In fact, the first cracks in that wall have already appeared. In South Carolina, Sanders is making a strong play for the African-American vote. So is Biden, who is looking to the Palmetto State as his own springboard to the nomination. Biden enjoys close relations with House member James Clyburn, the party’s number three in Congress, who has influence throughout the state, and many moderates and Republicans, who are free to vote in South Carolina’s open primary, are fond of Biden even since he spoke at the funeral of famed Republican segregationist Strom Thurmond. Even many pro-Clinton supporters say they would be hard pressed not to support Biden if the VP comes a-calling.
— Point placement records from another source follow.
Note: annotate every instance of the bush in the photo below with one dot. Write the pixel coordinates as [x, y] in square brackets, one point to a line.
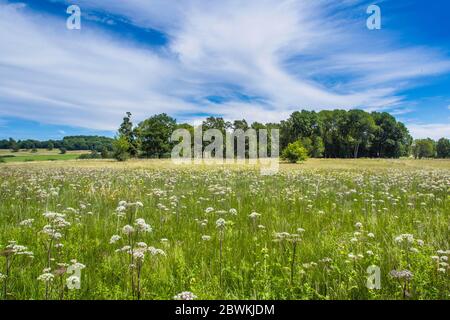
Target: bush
[295, 152]
[105, 153]
[121, 147]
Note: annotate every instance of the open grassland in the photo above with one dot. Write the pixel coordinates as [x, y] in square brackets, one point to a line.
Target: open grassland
[148, 229]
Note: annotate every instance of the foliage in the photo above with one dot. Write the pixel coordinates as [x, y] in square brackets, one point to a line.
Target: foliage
[295, 152]
[443, 148]
[121, 149]
[127, 132]
[424, 148]
[154, 135]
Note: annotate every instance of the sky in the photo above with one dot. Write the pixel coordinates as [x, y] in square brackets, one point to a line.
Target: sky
[258, 60]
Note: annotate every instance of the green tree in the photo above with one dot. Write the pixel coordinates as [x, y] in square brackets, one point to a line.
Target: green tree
[295, 152]
[127, 131]
[360, 128]
[424, 148]
[443, 148]
[105, 153]
[121, 147]
[154, 135]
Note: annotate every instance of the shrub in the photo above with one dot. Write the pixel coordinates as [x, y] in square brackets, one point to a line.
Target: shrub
[121, 147]
[295, 152]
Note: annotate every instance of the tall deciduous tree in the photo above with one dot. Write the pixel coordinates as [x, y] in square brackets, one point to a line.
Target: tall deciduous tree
[443, 148]
[155, 133]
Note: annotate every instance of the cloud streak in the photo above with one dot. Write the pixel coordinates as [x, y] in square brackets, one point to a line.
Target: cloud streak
[282, 54]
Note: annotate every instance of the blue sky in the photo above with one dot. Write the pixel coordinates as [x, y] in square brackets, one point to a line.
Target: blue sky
[255, 59]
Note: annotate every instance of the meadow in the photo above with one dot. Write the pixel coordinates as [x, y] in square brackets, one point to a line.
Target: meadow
[147, 229]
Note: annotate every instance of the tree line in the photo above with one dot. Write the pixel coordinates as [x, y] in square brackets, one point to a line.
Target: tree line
[93, 143]
[324, 134]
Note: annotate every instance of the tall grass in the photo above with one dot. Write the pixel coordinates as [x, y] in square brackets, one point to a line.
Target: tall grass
[317, 232]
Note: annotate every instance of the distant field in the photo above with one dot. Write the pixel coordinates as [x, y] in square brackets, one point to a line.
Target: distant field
[40, 155]
[338, 164]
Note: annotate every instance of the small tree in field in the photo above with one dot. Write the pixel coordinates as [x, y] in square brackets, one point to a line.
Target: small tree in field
[295, 152]
[121, 149]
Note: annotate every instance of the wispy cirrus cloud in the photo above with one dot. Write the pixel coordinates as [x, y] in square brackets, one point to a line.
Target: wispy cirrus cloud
[279, 55]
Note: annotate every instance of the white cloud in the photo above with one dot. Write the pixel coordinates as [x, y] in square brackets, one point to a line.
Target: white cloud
[434, 131]
[276, 51]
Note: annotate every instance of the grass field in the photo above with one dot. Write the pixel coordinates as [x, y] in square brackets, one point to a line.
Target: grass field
[40, 155]
[147, 229]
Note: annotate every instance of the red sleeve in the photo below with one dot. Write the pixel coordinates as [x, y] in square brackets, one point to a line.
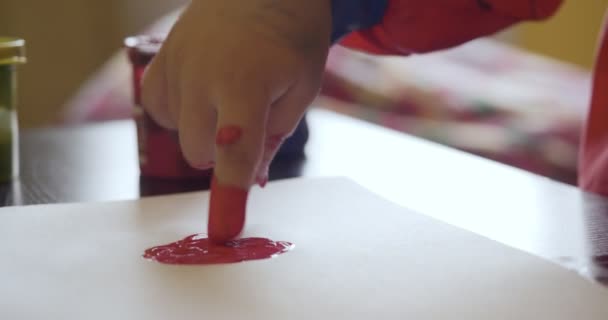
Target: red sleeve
[419, 26]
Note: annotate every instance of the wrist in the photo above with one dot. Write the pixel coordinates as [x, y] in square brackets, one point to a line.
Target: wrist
[352, 15]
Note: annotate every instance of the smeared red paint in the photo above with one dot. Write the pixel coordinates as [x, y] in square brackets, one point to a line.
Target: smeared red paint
[228, 135]
[226, 211]
[197, 249]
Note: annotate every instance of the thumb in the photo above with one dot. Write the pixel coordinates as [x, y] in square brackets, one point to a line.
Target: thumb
[239, 148]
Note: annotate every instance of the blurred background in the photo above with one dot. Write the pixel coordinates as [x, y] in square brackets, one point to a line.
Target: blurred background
[523, 101]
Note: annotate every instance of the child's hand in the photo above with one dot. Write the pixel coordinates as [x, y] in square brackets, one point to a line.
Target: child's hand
[244, 71]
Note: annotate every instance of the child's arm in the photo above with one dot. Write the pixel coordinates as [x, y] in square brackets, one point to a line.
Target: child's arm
[409, 26]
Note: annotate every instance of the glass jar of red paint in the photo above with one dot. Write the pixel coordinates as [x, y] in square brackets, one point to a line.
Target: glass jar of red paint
[160, 154]
[11, 54]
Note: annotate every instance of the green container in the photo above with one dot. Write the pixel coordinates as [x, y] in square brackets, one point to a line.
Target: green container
[11, 54]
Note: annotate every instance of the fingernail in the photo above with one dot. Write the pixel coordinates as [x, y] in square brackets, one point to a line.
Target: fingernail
[228, 135]
[226, 211]
[262, 181]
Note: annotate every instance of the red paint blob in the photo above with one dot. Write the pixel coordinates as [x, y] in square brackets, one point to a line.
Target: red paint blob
[226, 211]
[197, 249]
[228, 135]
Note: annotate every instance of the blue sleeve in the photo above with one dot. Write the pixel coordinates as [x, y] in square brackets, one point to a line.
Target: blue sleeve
[352, 15]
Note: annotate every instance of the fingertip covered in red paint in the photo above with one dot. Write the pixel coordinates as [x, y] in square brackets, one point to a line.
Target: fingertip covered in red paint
[226, 211]
[228, 135]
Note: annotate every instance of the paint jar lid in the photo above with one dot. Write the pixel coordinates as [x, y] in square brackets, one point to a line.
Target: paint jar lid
[143, 48]
[12, 50]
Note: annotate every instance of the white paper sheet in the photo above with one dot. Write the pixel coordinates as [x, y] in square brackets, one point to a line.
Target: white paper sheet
[356, 256]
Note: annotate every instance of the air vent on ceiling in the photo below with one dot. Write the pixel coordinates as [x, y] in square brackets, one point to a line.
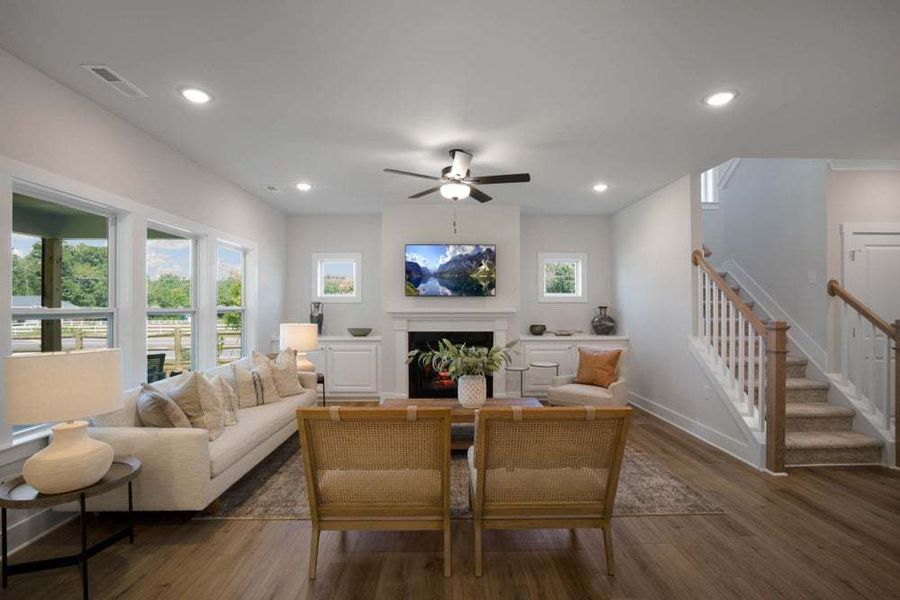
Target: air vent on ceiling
[110, 77]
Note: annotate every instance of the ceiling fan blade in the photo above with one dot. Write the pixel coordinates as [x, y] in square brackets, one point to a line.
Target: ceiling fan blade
[398, 172]
[479, 195]
[489, 179]
[426, 192]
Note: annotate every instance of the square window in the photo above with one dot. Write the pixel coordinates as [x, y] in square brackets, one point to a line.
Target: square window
[337, 277]
[562, 277]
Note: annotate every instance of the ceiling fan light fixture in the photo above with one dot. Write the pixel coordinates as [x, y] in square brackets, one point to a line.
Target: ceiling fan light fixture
[455, 190]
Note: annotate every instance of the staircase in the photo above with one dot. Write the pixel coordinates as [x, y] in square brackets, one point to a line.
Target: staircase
[816, 431]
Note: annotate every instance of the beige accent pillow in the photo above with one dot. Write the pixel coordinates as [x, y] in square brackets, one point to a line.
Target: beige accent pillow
[227, 398]
[244, 386]
[284, 371]
[156, 409]
[197, 398]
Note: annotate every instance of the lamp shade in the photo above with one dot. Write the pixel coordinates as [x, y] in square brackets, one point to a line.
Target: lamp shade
[302, 337]
[62, 386]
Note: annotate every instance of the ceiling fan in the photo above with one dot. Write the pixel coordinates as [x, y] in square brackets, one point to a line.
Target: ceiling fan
[456, 182]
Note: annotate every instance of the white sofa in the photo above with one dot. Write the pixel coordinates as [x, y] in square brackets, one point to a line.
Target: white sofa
[182, 469]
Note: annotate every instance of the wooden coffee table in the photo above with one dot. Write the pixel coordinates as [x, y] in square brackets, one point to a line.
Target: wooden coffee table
[462, 418]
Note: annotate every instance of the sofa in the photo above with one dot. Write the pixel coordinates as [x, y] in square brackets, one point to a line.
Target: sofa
[182, 469]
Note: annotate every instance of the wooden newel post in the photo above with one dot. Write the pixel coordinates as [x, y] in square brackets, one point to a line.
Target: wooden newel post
[776, 393]
[896, 391]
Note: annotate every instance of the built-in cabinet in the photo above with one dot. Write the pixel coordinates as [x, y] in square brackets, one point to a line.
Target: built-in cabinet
[352, 366]
[555, 349]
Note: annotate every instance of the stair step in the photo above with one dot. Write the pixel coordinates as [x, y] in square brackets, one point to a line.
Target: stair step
[831, 447]
[817, 416]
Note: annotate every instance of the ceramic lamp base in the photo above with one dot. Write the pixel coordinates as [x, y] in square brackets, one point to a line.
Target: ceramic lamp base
[73, 460]
[303, 363]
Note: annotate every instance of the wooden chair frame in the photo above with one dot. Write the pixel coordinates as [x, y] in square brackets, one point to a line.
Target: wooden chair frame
[378, 517]
[546, 516]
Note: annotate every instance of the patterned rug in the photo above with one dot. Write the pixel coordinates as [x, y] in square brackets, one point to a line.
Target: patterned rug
[276, 489]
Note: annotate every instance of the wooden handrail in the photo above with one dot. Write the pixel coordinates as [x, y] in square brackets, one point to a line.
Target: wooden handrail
[836, 289]
[758, 324]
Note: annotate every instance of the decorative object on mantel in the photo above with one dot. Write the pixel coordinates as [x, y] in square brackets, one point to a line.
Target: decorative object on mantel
[302, 338]
[317, 314]
[64, 386]
[466, 365]
[602, 323]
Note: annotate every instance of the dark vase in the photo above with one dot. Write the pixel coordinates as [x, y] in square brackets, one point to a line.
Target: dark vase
[317, 314]
[602, 323]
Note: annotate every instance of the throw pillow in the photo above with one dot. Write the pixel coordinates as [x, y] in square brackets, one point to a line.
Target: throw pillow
[197, 398]
[284, 371]
[156, 409]
[245, 386]
[227, 398]
[596, 367]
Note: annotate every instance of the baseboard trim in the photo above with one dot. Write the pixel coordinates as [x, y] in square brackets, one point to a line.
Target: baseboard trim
[693, 428]
[813, 351]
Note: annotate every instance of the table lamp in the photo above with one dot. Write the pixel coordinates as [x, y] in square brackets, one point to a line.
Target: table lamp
[302, 337]
[64, 386]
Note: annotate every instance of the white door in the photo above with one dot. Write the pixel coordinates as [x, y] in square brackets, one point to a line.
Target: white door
[872, 274]
[352, 368]
[538, 379]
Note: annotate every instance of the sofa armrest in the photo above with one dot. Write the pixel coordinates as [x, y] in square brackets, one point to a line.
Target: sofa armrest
[619, 393]
[563, 380]
[175, 470]
[308, 380]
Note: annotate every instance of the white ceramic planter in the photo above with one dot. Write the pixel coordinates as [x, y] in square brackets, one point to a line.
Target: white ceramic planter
[471, 390]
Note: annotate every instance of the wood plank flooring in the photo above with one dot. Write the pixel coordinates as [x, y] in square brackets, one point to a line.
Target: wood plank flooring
[820, 533]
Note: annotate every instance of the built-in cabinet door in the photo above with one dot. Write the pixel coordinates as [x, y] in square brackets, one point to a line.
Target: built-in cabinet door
[352, 368]
[538, 379]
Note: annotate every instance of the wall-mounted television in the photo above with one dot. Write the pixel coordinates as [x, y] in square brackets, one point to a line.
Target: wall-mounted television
[451, 270]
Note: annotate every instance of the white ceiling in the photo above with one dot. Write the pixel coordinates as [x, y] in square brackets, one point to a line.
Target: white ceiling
[573, 91]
In neighboring North Carolina, the political landscape is also increasingly favorable to Biden. A recent PPP poll found that he had pulled to within seven points of first, with Hillary at just 37 percent. As in South Carolina, it’s not just Biden’s uniformly high favorability rating among Democrats that’s helping him. It’s also the perception that he’s more electable. Mirroring patterns at the national level, Clinton polls well behind nearly all GOP candidates in North Carolina, while Biden polls well ahead of them. Arkansas and Georgia, part of the Southeastern Primary states, may be firmly in the Clinton camp, but there are real signs of slippage in Virginia and even Texas, where the latest poll has Sanders trailing by just 12.

Biden, of course, remains a real wild card. His formal withdrawal from the running would surely ease pressure on Hillary nationally, and would make Sanders’ bid for the nomination, barring more damaging revelations about Hillary, a steeper uphill climb.

In this sense, the parallels to 1992 should not be overdrawn. Bill Clinton was just one face in a crowded field when he began his campaign, with no obvious front-runner. Hillary is still her party’s presumptive nominee. She’s already been endorsed by some 30 senators, a handful of influential governors, and a majority of the party’s elite “super-delegates.” Many of these same people supported Obama over Clinton in 2008. Part of the resolution of that bitter conflict was that Hillary was widely viewed as “next in line.” No one would oppose her if she wanted the presidency in 2016.

If it’s not turning out that way, the Clintons have only themselves to blame. Their activities in and out of public office have tarnished forever their status as “underdogs” who despite their foibles, could still be admired for their scrappiness, command of policy details, and tough-minded leadership. In recent years, the Clintons have been relentless in their efforts to transform the federal government into a source of private power and influence. And their narrow legal defense of their shamelessly deceptive maneuvering has done little to disguise their deep sense of entitlement and contempt for the public trust.

Hillary Clinton paid dearly for this attitude in 2008, and in a sense, she’s never really recovered. Right now, she should be cruising to the nomination, not stumbling on the verge of collapse, with 90 percent of her original campaign chest already spent, and her favorability ratings near an all-time low. Even so, if Biden decides not to run, and Clinton performs well in the first debate on October 13 and in her testimony before Congress two weeks later, she may well recover her momentum, just as her husband did in 1992.

But this time the victory of the “Comeback Kid” could end up costing the Democrats the White House – and the Clintons, their vaunted “legacy.”